China has changed the names of hundreds of villages in Xinjiang region in a move aimed at erasing Uyghur Muslim culture, Human Rights Watch (HRW) says.

According to a report by the group, hundreds of villages in Xinjiang with names related to the religion, history or culture of Uyghurs were replaced between 2009 and 2023.

Words such as “sultan” and “shrine” are disappearing from place names – to be replaced with terms such as “harmony” and “happiness”, according to the research, which is based on China’s own published data.

China’s embassy in London denied the allegations.

In recent years, Chinese authorities have been radically overhauling society in Xinjiang in an attempt to assimilate its minority Uyghur population into mainstream Chinese culture.

Researchers from HRW and Norway-based organisation Uyghur Hjelp studied the names of villages in Xinjiang from the website of the National Bureau of Statistics of China over the 14-year period.

They found the names of 3,600 of the 25,000 villages in Xinjiang were changed during this time.

While the majority of these name changes “appear mundane”, HRW said, around one fifth – or 630 changes – remove references to Uyghur religion, culture or history.

Words freighted with meaning for China’s Uyghur population – including Hoja, a title for a Sufi religious teacher, and political or honorific titles such as Sultan and beg – have been replaced with words HRW claims reflect “recent Chinese Communist Party ideology”, including “harmony” and “happiness”.

In one example highlighted by the report, Aq Meschit (“white mosque”) in Akto County, a village in the southwest of Xinjiang, was renamed Unity village in 2018.

growing body of evidence points to systematic human rights abuses against the country’s Uyghur Muslim population.
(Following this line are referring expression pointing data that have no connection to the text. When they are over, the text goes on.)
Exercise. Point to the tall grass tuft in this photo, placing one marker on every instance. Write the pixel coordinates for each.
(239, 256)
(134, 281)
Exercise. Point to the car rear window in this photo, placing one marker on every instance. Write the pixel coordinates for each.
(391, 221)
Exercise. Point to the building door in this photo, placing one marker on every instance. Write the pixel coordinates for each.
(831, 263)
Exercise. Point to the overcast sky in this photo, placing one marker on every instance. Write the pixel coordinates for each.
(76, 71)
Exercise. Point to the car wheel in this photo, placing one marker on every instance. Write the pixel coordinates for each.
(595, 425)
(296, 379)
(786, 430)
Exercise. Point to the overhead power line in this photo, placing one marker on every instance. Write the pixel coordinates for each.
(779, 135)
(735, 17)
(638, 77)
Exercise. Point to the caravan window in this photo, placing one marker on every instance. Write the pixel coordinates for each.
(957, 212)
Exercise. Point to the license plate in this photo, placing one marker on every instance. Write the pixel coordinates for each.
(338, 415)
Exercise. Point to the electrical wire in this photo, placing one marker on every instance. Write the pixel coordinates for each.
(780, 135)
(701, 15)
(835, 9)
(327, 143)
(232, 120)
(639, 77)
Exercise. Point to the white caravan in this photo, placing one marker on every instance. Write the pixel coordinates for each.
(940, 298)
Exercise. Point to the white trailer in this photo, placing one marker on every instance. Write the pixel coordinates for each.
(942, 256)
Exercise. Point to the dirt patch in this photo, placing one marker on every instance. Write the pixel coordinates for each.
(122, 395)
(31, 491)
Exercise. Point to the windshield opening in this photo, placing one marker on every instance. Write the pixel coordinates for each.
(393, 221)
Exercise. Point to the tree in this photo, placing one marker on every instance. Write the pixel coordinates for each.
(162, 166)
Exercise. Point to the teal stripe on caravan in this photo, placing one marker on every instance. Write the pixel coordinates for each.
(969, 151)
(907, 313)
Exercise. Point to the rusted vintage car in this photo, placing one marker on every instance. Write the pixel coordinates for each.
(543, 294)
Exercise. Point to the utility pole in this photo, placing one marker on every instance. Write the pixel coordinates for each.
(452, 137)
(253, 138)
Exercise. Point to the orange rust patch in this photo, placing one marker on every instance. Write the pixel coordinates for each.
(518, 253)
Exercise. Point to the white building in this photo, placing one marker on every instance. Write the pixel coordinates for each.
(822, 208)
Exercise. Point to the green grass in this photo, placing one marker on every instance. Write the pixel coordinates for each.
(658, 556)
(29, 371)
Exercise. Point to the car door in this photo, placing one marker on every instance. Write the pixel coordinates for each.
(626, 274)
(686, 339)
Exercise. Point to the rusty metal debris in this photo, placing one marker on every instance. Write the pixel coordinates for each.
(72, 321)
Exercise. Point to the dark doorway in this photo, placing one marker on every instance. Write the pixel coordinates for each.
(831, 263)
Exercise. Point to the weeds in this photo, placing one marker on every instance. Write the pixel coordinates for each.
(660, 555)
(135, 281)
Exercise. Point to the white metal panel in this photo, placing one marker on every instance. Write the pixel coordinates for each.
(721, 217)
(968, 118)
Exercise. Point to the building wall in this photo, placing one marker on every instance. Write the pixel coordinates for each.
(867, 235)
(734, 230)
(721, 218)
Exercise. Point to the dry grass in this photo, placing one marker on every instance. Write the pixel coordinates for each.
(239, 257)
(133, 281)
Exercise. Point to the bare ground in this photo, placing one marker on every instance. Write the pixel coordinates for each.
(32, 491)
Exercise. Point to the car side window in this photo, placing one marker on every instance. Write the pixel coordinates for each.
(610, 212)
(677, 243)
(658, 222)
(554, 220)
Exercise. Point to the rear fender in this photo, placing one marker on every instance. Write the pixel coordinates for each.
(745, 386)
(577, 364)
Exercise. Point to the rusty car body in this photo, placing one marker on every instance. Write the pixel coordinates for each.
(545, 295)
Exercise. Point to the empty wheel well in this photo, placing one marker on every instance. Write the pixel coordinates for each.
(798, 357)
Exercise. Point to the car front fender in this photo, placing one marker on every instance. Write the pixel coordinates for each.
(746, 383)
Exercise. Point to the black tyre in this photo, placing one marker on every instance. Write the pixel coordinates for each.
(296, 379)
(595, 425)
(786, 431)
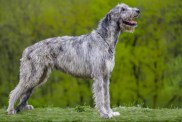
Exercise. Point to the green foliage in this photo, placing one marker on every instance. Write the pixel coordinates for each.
(128, 114)
(148, 62)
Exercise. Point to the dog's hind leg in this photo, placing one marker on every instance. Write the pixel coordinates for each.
(14, 95)
(107, 97)
(98, 91)
(23, 105)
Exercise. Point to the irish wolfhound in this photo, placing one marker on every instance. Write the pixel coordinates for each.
(90, 56)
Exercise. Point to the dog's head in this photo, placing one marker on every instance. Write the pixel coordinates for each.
(125, 16)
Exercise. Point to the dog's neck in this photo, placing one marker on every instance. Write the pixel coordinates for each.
(109, 31)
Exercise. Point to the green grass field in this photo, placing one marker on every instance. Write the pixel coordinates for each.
(85, 114)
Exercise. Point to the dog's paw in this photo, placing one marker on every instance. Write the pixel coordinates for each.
(11, 112)
(28, 107)
(106, 115)
(115, 113)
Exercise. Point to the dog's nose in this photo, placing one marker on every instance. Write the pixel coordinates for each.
(138, 10)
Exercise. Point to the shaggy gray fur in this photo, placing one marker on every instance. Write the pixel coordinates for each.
(90, 56)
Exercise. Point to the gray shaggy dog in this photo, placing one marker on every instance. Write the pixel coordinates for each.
(90, 56)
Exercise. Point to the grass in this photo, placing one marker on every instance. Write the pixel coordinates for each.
(85, 114)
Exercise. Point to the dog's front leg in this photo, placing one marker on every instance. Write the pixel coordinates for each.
(98, 91)
(107, 97)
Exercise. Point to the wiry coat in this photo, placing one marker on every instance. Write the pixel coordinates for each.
(90, 56)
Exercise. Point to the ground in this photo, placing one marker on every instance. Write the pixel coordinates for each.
(85, 114)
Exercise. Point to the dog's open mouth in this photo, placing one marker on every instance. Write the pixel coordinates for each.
(130, 22)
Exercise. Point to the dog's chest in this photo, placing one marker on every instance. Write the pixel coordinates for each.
(110, 64)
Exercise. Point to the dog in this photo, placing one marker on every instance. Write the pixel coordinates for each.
(90, 56)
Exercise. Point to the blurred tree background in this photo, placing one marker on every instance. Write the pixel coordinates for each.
(148, 62)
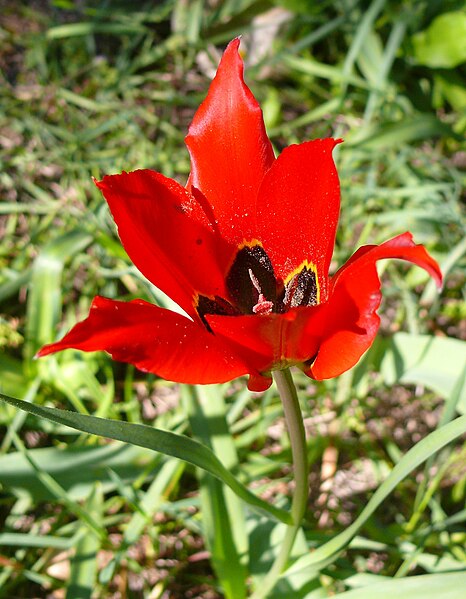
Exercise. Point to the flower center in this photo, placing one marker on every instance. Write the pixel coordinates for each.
(263, 306)
(254, 289)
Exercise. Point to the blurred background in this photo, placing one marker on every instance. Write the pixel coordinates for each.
(96, 87)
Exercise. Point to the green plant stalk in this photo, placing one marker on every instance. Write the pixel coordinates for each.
(295, 426)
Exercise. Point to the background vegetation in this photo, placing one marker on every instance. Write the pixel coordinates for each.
(89, 88)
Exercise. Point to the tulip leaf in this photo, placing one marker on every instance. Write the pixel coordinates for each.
(447, 586)
(418, 454)
(168, 443)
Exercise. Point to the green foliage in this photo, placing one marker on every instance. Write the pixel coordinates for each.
(95, 88)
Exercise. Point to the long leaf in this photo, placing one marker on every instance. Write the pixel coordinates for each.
(417, 455)
(446, 586)
(177, 446)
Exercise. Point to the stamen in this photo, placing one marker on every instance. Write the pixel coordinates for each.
(262, 306)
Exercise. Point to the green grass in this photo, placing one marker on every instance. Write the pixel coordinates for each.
(90, 91)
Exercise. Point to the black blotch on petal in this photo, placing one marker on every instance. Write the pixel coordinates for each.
(240, 287)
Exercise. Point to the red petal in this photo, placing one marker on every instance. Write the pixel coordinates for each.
(155, 340)
(298, 208)
(354, 298)
(229, 148)
(176, 253)
(271, 341)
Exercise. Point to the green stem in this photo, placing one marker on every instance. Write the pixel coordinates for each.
(295, 426)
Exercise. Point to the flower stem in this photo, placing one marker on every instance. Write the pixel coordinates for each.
(295, 426)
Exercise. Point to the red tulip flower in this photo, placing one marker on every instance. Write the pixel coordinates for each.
(245, 250)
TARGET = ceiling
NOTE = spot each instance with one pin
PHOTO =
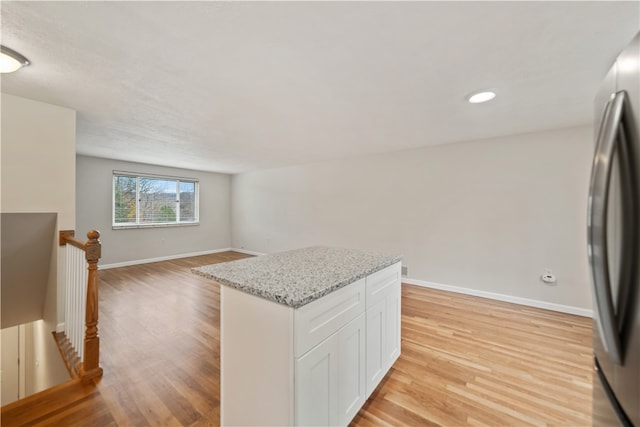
(240, 86)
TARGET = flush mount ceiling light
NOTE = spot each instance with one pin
(10, 60)
(482, 96)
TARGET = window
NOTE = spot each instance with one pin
(147, 201)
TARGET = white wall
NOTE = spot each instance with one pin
(486, 215)
(38, 175)
(126, 246)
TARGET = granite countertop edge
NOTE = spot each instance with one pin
(297, 301)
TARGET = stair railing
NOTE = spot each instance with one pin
(81, 313)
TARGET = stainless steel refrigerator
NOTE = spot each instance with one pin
(613, 223)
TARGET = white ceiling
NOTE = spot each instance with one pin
(239, 86)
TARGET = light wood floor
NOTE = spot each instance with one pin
(465, 360)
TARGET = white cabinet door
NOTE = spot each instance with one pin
(376, 353)
(316, 384)
(383, 324)
(351, 370)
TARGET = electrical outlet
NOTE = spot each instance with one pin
(548, 277)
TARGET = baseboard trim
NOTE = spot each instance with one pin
(163, 258)
(244, 251)
(501, 297)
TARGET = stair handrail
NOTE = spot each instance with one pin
(90, 364)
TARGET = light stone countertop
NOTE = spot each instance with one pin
(298, 277)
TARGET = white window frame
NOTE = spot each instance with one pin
(137, 224)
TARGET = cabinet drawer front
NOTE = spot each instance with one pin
(380, 283)
(317, 320)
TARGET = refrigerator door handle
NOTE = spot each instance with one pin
(597, 225)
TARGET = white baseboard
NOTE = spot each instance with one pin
(501, 297)
(244, 251)
(164, 258)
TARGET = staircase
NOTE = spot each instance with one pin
(70, 403)
(67, 404)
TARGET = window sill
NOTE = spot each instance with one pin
(160, 225)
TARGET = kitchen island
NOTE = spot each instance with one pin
(305, 335)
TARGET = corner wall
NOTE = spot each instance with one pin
(486, 216)
(130, 246)
(38, 175)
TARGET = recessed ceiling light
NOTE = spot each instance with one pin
(478, 97)
(10, 60)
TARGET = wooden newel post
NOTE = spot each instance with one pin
(91, 360)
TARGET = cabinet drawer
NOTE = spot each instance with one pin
(381, 282)
(319, 319)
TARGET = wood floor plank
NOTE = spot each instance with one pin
(465, 361)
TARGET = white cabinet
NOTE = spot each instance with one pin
(315, 365)
(383, 323)
(330, 382)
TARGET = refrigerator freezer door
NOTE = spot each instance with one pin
(617, 249)
(627, 377)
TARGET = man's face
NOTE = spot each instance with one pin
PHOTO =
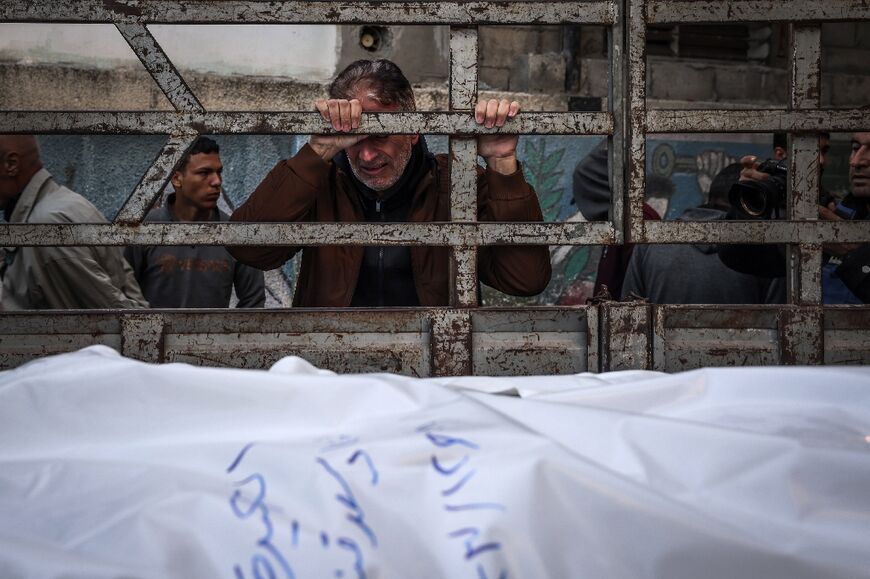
(199, 183)
(8, 184)
(379, 160)
(859, 165)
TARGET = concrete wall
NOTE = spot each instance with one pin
(307, 53)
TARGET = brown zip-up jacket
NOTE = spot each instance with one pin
(307, 188)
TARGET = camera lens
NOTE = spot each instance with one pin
(753, 202)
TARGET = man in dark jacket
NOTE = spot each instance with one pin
(390, 178)
(693, 273)
(846, 276)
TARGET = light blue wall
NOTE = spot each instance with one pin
(106, 168)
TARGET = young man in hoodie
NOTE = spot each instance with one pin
(390, 178)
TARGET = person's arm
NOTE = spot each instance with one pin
(250, 286)
(855, 272)
(504, 195)
(71, 278)
(633, 286)
(289, 191)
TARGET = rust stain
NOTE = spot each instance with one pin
(122, 8)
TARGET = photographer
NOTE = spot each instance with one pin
(761, 195)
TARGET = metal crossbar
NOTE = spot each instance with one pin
(458, 340)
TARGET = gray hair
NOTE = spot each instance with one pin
(381, 79)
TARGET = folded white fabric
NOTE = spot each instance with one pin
(115, 468)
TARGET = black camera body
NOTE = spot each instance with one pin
(763, 199)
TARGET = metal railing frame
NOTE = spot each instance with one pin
(630, 334)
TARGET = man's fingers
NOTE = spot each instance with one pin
(480, 112)
(355, 113)
(491, 113)
(501, 113)
(344, 113)
(322, 108)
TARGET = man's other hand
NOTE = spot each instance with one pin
(344, 115)
(750, 171)
(499, 151)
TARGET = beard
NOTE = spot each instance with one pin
(395, 167)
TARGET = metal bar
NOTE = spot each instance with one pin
(802, 338)
(156, 123)
(757, 121)
(463, 266)
(806, 69)
(311, 234)
(625, 335)
(616, 104)
(805, 274)
(142, 336)
(463, 68)
(463, 179)
(637, 123)
(451, 343)
(805, 261)
(593, 339)
(159, 66)
(297, 12)
(718, 11)
(155, 179)
(804, 173)
(812, 232)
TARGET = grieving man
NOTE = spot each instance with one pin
(391, 178)
(55, 277)
(191, 276)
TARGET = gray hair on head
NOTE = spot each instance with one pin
(381, 80)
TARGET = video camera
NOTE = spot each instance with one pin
(765, 199)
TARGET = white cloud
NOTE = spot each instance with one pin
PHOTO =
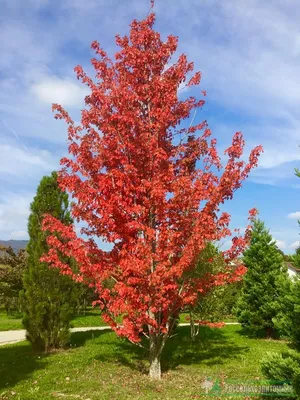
(14, 212)
(295, 215)
(281, 244)
(295, 244)
(62, 91)
(20, 163)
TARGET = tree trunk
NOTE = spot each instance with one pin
(154, 357)
(193, 329)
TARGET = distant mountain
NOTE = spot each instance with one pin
(15, 244)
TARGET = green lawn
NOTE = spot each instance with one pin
(100, 366)
(91, 318)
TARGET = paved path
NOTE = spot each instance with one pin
(8, 337)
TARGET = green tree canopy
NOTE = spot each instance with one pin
(48, 298)
(265, 282)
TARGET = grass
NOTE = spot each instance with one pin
(14, 322)
(90, 319)
(100, 366)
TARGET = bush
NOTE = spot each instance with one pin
(265, 283)
(287, 320)
(49, 298)
(283, 367)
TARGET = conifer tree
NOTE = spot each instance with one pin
(264, 283)
(48, 298)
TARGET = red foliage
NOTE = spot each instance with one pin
(133, 176)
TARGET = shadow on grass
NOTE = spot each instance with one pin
(259, 334)
(18, 362)
(211, 347)
(78, 339)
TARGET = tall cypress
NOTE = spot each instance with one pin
(48, 298)
(264, 284)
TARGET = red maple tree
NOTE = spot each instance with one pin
(148, 184)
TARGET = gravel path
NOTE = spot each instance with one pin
(8, 337)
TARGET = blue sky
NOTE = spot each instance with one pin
(248, 52)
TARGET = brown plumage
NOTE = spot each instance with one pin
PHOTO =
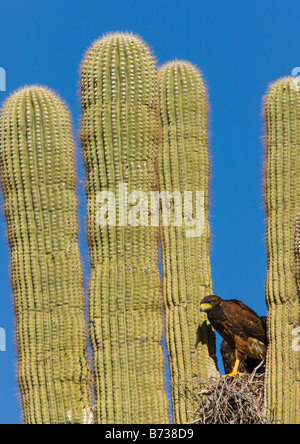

Beijing denies the accusations.

Most of China’s Uygur Muslims live in the north-west of the country, in areas such as Xinjiang, Qinghai, Gansu and Ningxia.

In a statement to the BBC, a Chinese embassy spokesperson in London denied the accusations.

“People of all ethnic groups enjoy freedom of religious belief under the law. The languages and cultures of the Uyghurs and other ethnic minorities are protected and promoted,” they said.

There are roughly 20 million Muslims in China. While China is officially an atheist country, the authorities say they are tolerant of religious freedom.

However, in recent years observers say they have witnessed a crackdown on organised religion across the country.

According to HRW, while the renaming of villages and towns appears ongoing, most of the place names were changed between 2017 and 2019.

The group claims this coincides with an escalation in hostilities against the Uyghur population in Xinjiang.

China has used the threat of “violent terrorism, radicalisation and separatism” in the past to justify the mass detention of the country’s minority Uyghur population.

Maya Wang, the acting China director at Human Rights Watch, said: “The Chinese authorities have been changing hundreds of village names in Xinjiang from those rich in meaning for Uyghurs to those that reflect government propaganda

“These name changes appear part of Chinese government efforts to erase the cultural and religious expressions of Uyghurs,” she added.

The research follows a report published last year in which HRW accused the Chinese state of closing, destroying and repurposing mosques in an effort to curb the practise of Islam in China.